La Démocratie Directe, cela est beaucoup trop simple, beaucoup trop facile, pour ne pas paraître tout d’abord monstrueux, absurde, impossible et souverainement extravagant à tous les hommes d’Etat et à toutes les fortes têtes politiques. Moi-même, hélas! en ma qualité de tête pensante, n’en ai-je pas été scandalisé tout le premier, et n’ai-je pas répondu à la proposition par un sublime sourire, accompagné d’un fort significatif « laissez donc ! » Ces arguments vainqueurs, bien d’autres que moi les feront, et on ne s’en tiendra pas là.

Je pourrais me contenter de répondre que j’en suis désolé, mais que c’est une chose nécessaire. Et cette réponse suffirait. L’impossibilité, en effet, n’a jamais rien empêché. Qu’on me cite un progrès accompli, petit ou grand, qui n’ait, en son temps, été déclaré impossible par les hommes sages, c’est-à-dire par les Burgraves de l’époque. L’histoire des progrès de l’humanité n’est qu’un immense tissu d’impossibilités réalisées.
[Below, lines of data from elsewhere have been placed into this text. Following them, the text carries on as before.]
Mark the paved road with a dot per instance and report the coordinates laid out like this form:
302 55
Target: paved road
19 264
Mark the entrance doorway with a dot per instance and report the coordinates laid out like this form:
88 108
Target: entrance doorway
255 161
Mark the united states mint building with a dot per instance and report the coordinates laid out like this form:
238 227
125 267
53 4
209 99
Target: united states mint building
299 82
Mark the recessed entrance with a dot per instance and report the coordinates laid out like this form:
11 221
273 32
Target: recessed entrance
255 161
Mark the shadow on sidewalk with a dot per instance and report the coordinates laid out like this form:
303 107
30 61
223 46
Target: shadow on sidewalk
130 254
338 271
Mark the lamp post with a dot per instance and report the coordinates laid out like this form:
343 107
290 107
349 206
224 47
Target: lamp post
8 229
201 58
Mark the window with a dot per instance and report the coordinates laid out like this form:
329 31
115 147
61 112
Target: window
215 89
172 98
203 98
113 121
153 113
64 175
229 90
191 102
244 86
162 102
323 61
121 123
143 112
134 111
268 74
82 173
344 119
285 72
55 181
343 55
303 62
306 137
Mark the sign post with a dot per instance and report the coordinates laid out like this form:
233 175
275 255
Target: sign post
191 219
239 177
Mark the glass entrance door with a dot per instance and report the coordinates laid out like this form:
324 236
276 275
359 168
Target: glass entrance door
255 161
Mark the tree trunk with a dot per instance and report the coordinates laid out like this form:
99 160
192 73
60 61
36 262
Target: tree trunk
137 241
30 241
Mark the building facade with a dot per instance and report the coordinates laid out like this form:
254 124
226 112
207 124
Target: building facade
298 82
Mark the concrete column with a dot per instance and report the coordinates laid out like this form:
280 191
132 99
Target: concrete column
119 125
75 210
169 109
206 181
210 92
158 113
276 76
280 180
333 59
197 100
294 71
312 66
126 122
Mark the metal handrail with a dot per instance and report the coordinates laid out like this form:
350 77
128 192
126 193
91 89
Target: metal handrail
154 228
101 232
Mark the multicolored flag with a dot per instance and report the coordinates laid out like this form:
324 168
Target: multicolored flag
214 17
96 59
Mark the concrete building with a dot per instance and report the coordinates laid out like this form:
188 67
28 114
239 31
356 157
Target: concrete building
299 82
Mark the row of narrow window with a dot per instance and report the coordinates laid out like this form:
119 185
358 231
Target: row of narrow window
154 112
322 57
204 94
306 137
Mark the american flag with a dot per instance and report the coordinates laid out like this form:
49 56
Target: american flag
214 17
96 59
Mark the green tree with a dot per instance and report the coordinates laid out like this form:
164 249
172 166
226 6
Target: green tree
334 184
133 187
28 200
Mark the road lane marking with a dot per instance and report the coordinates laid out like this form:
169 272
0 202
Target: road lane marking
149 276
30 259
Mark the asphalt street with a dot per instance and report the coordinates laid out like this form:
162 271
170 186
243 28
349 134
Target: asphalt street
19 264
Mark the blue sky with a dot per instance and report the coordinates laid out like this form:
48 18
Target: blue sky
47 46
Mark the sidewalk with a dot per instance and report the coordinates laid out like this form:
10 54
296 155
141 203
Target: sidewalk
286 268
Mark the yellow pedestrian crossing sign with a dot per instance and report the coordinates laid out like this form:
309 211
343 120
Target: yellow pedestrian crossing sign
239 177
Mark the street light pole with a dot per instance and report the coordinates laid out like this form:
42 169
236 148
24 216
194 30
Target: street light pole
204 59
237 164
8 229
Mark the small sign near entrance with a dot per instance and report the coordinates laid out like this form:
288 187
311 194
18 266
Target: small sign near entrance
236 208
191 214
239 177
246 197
Et pourtant, le rôle législatif et gouvernemental paraît tellement chargé, qu’il est, j’en conviens, assez naturel de nier, au premier abord, que le Peuple s’en puisse tirer lui-même. Qu’il me soit permis de reproduire une observation déjà faite, c’est que la Souveraineté réelle du Peuple par cela même qu’elle termine la révolution politique moderne, supprime les neuf dixièmes des travaux où s’absorbent depuis toujours nos assemblées législatives.
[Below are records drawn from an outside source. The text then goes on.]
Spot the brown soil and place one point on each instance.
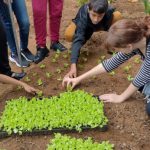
(129, 127)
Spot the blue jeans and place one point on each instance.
(20, 11)
(146, 92)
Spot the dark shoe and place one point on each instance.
(58, 46)
(27, 55)
(41, 54)
(18, 76)
(14, 58)
(148, 105)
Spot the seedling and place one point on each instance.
(127, 68)
(130, 78)
(34, 74)
(27, 79)
(69, 88)
(19, 87)
(40, 94)
(84, 59)
(69, 51)
(42, 66)
(48, 74)
(39, 82)
(56, 56)
(65, 142)
(59, 78)
(112, 73)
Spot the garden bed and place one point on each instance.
(70, 111)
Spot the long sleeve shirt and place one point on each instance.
(85, 29)
(143, 75)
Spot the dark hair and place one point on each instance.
(98, 6)
(128, 31)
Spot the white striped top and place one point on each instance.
(143, 75)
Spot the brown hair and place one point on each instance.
(128, 31)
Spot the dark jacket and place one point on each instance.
(85, 29)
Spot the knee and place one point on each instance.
(70, 31)
(25, 24)
(116, 16)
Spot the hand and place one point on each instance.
(7, 1)
(113, 98)
(70, 81)
(30, 89)
(73, 72)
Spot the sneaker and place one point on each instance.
(27, 55)
(148, 105)
(58, 46)
(14, 58)
(42, 52)
(15, 75)
(18, 76)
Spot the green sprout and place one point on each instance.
(65, 56)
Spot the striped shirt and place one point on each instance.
(143, 75)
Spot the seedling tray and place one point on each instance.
(4, 134)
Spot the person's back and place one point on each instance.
(91, 17)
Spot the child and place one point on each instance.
(6, 79)
(91, 17)
(20, 11)
(40, 17)
(4, 63)
(127, 34)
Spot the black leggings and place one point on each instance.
(4, 63)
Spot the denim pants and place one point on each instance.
(146, 92)
(4, 63)
(40, 19)
(20, 11)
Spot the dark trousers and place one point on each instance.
(4, 63)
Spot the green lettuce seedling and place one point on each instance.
(69, 110)
(64, 142)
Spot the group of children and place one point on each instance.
(94, 16)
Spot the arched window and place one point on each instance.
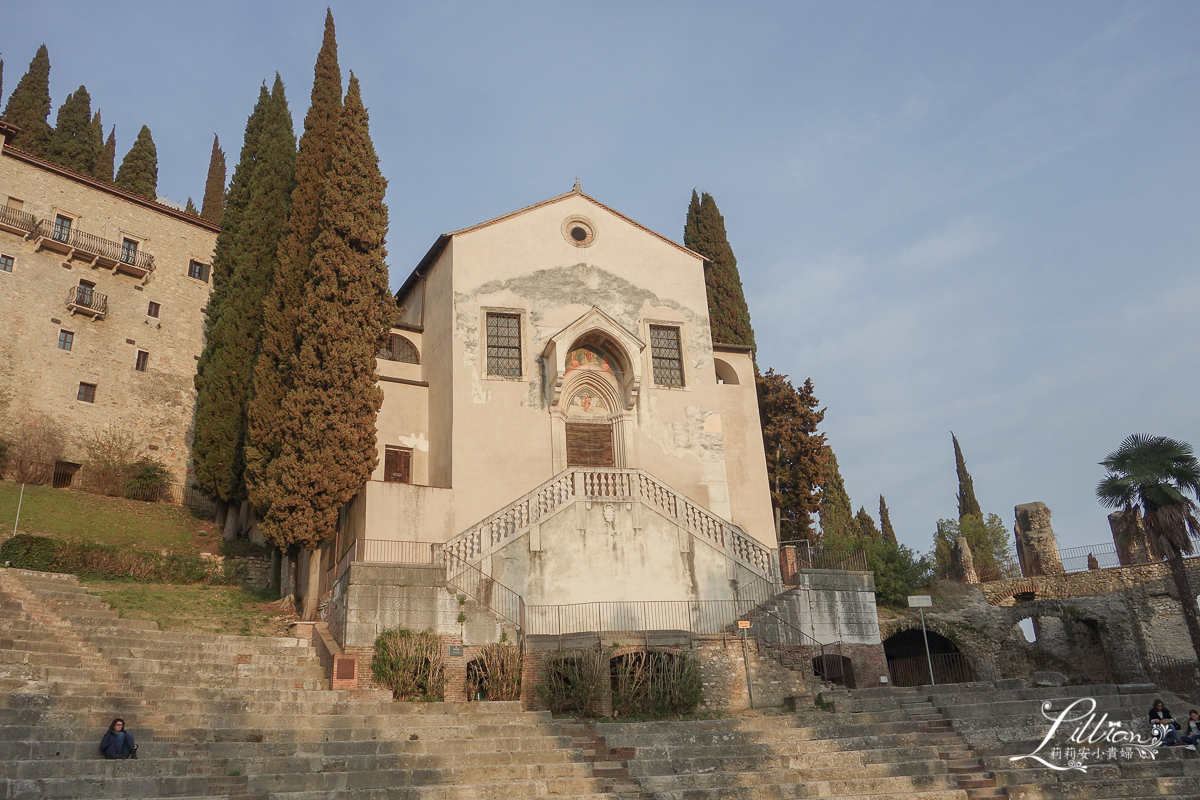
(725, 372)
(400, 349)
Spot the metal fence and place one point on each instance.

Les neuf dixièmes du temps de ces assemblées étaient employés, en effet, en fabrication de lois réglementaires, compressives ou répressives, dont la compétition des partis et l’ébullition révolutionnaire fournissaient l’éternel sujet ou l’éternel prétexte. Tout cela disparaît. Ce travail de Danaïdes est clos par la proclamation pure et simple des libertés que les gouvernements extérieure à la nation lui ont disputées depuis tant d’années.

Sous ce rapport, la tâche est donc singulièrement simplifiée. J’ai montré d’ailleurs que la spontanéité des individus, des opinions des écoles, se chargerait naturellement et nécessairement, en dehors de la voie législative, par le fait même de l’avènement de la liberté, de la plus grande partit du travail de la réforme sociale proprement dite. Tout le travail se fera, non pas en un jour sans doute, mais cela se fera promptement, beaucoup plus promptement par le Peuple universel que par nos assemblées législatives. Pourquoi? Pour une raison bien simple. Parce que nos assemblées discutant phrase par phrase, mot par mot, les libellés des lois, ces discussions et les combats des amendements et sous-amendements, qui se livrent sur le champ parlementaire où les principes contradictoires se disputent pied à pied le terrain, renaissant sans cesse sous toutes les formes imaginables, promènent dans des méandres infinis la confection des lois et n’en font sortir, très lentement, que des textes confus, compliqués, équivoques, souvent contradictoires et généralement détestables. D’où suit que quand un travail est censé fini, c’est bientôt un travail à recommencer tels ces écureuils dans leur roue.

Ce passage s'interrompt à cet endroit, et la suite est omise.